Is there a way to include xml ///<summary></summary> with NuGet? That might have prevented me from doing this mistake as well (or at the very least prevented me from opening this issue once I looked at the source code).

Anyway, I'm happy with whatever you decide to do here. Using UnitMath solves this for me. Feel free to close the issue.
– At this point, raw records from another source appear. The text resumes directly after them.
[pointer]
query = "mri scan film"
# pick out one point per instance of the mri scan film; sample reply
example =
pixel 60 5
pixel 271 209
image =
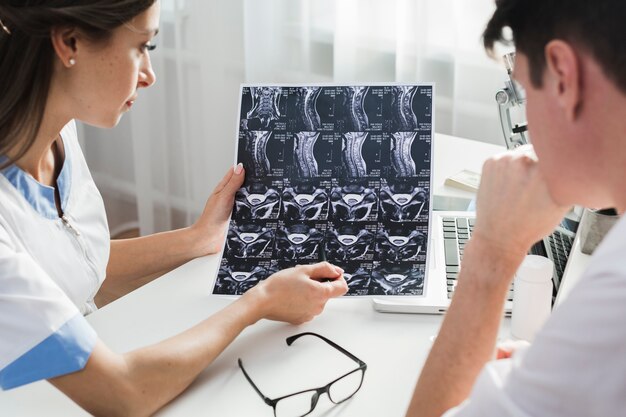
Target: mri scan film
pixel 333 172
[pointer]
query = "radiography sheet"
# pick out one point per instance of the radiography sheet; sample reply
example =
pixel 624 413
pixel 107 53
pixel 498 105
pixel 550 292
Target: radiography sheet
pixel 340 173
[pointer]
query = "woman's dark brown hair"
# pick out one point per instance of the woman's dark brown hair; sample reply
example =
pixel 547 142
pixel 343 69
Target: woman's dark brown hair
pixel 27 56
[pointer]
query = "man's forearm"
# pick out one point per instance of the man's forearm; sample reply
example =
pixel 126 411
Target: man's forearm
pixel 466 340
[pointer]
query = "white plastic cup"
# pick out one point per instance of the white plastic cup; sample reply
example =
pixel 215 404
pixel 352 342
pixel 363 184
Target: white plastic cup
pixel 532 297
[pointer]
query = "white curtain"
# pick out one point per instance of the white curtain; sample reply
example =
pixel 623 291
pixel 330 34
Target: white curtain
pixel 158 167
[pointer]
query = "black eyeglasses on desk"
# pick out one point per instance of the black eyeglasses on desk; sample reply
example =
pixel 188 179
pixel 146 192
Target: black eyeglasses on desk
pixel 303 402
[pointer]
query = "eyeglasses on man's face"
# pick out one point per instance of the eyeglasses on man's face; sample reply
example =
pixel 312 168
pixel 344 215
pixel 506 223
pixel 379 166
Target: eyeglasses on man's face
pixel 302 403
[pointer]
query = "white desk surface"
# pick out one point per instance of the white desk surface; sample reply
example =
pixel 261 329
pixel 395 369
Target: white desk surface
pixel 394 346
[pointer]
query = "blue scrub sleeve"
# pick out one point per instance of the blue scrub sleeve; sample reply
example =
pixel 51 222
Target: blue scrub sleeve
pixel 66 350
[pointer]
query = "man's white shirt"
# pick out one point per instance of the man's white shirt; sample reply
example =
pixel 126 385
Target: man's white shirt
pixel 576 367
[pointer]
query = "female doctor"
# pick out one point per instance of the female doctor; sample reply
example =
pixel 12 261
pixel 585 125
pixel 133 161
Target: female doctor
pixel 62 60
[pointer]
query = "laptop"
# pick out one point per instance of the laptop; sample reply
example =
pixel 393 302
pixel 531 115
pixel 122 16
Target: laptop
pixel 452 231
pixel 342 173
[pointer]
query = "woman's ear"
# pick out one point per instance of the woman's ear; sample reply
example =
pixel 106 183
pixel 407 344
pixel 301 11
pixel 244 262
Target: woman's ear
pixel 64 44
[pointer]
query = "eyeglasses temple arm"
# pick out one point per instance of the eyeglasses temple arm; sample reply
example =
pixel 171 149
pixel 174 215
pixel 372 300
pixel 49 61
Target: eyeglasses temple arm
pixel 293 338
pixel 267 400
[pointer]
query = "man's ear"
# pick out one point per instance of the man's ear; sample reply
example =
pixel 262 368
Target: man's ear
pixel 564 76
pixel 64 44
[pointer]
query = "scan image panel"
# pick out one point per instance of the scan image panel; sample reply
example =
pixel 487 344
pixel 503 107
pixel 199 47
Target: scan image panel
pixel 354 201
pixel 399 243
pixel 250 239
pixel 333 172
pixel 300 242
pixel 303 201
pixel 235 278
pixel 403 201
pixel 262 154
pixel 258 201
pixel 347 242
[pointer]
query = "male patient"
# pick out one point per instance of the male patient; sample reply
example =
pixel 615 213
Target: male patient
pixel 571 60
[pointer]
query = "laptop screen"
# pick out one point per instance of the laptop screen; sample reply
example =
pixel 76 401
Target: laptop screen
pixel 333 172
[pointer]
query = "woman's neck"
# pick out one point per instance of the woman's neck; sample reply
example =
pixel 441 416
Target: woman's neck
pixel 44 158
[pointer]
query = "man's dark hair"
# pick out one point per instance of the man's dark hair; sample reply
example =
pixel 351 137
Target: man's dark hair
pixel 597 26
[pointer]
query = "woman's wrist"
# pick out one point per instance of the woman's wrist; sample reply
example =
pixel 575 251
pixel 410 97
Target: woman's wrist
pixel 254 303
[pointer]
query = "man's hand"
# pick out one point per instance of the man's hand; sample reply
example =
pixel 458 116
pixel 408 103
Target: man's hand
pixel 297 295
pixel 211 226
pixel 514 207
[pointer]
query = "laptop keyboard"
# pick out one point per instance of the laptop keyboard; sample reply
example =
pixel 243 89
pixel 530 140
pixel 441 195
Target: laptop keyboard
pixel 456 233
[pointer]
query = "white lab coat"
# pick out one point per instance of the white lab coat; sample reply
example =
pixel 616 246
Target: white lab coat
pixel 50 269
System.Math calls methods equivalent to my LimitTo suggestion above Clamp, so maybe that's what it should be called for consistency? Though those are not extension methods, so maybe ClampTo makes sense for your extension?

// Code from System.Math
public static double Clamp(double value, double min, double max)
{
    if (min > max)
    {
        ThrowMinMaxException(min, max);
    }

    if (value < min)
    {
        return min;
    }
    else if (value > max)
    {
        return max;
    }

    return value;
}

Edit: just noticed there is already Extensions.InRangeOf, which does exactly this. So I guess that the issue here really comes down to deciding whether is makes sense to rename things, for clarity or consistency with e.g. System.Math. I guess what threw me and possibly anybody used to System.Math off sometimes is that methods equivalent to System.Math methods are distributed between UnitMath and Extensions. That is not to say that this doesn't make sense since, you know, they are extensions, but this can make things a little confusing. Ran into this kind of issue in my own code a couple of times so I know there is no ideal solution.

I agree that keeping as close to System.Math as possible does make good sense.
I'll go though System.Math and try to map all methods

Nice job clarifying this (in addition to all the other nice improvements!) with the recent updates!